La casa de los muertos
Relatos de cuaresma en el caribe colombiano
Por Mario Sánchez Arteaga
Dicen que en la cuaresma el diablo queda suelto de madrina y comienza a buscar cuerpos débiles y casas donde pueda tomar posesión, haciendo maldades y que la infelicidad acapara sin clemencia en los no bautizados o alejados de Dios.
Los espantos toman protagonismo y salen por las noches y madrugadas a infundir terror.
El tema es que ese diablo es pueblerino, no le gustan las urbes y pa remate, es caribe. No es amistoso con el frío. Parece que las poblaciones a orillas del mar son las preferidas para darle licencia a esos aparatos fantasmagóricos que cada año antes de la semana mayor hacen fiesta.
Las abuelas de la tradición oral, decían que ese festín malévolo sucede desde el miércoles de ceniza hasta el domingo de resurrección. El mal aprovecha esos 40 días porque sabe que el viernes santo recibe una paliza celestial y vuelve a recogerse junto a sus espantos de vereda.
No sé por qué carajos ha escogido nuestro caribe para hacer ese teatro callejero nocturno.
Nunca he escuchado que la Llorona o el Jinete sin cabeza hayan salido en el Centro Comercial Andino de Bogotá, en el poblado de Medellín o en el centro de Cali; en cambio, en Tamalameque, San Pelayo, Soledad, Pivijay, Urumita, Palenque y Sincé, andan por sus calles a la topa tolondra amedrentando borrachos y cuanto desobediente deambule después de las 12:00. Sufren de insomnio, duermen todo el día y salen por la noche.
Un viernes de cuaresma, en la segunda mitad del siglo XIX, un grupo de 5 comerciantes pudientes de la población de Tolú, se fueron de farra.
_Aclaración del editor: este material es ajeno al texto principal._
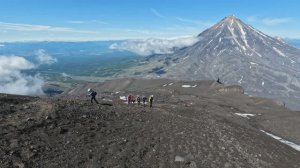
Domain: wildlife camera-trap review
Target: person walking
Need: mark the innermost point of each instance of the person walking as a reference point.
(138, 99)
(144, 100)
(151, 100)
(92, 94)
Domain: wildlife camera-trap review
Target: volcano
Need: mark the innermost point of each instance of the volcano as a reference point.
(238, 54)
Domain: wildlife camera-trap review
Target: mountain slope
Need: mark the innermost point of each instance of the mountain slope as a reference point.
(187, 127)
(237, 54)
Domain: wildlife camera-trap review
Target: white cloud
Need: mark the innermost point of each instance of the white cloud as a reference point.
(44, 58)
(196, 22)
(13, 81)
(86, 21)
(156, 13)
(154, 46)
(31, 27)
(64, 75)
(269, 21)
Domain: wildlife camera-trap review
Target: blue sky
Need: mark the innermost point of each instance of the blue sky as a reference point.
(83, 20)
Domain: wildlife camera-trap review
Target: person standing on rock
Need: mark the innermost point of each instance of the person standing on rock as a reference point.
(144, 100)
(93, 94)
(138, 99)
(151, 100)
(129, 99)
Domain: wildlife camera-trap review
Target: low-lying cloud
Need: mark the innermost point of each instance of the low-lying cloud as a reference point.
(44, 58)
(14, 81)
(154, 46)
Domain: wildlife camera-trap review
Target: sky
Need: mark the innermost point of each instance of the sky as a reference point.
(89, 20)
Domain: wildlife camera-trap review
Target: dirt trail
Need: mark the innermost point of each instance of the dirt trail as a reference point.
(68, 132)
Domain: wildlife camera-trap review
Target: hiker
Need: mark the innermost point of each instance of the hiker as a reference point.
(219, 81)
(144, 100)
(138, 99)
(132, 99)
(93, 94)
(151, 100)
(128, 99)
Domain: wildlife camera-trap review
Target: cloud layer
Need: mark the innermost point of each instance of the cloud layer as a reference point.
(14, 81)
(154, 46)
(269, 21)
(44, 58)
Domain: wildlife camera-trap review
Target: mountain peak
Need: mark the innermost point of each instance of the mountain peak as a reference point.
(230, 19)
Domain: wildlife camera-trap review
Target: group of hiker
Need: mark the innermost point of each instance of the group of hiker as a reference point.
(132, 99)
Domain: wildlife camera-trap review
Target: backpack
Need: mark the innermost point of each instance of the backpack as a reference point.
(94, 93)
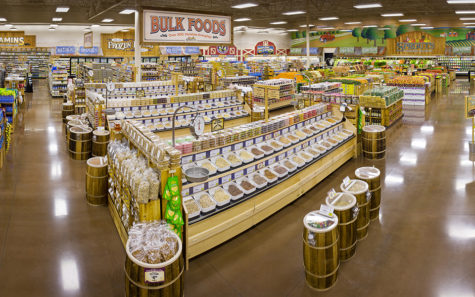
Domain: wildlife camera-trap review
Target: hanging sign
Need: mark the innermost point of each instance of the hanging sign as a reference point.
(265, 47)
(65, 50)
(181, 27)
(89, 51)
Día de guardar y según la tradición de no comer carnes rojas. En medio del goce, la tertulia y los tragos, se hizo caso omiso a cualquier advertencia.
Benjamín Villamizar, el más próspero de todos, despidió a cada uno de sus amigos y quedó a merced del licor y una guapa mujer que estaba sola, fumando un enorme tabaco con la candela hacía dentro. Al calor de las bocanadas etílicas y el embriagamiento, se dejó llevar por los encantos femeninos y terminó enredado pasionalmente con esta.
Llegó el siguiente viernes de cuaresma y volvió a suceder lo mismo, a diferencia que en esta ocasión terminó en casa de la atractiva mujer.
Benjamín Villamizar era un hombre de familia, casado, con 4 hijos. Su esposa la líder legionaria de la Iglesia, quién guiaba los viacrucis.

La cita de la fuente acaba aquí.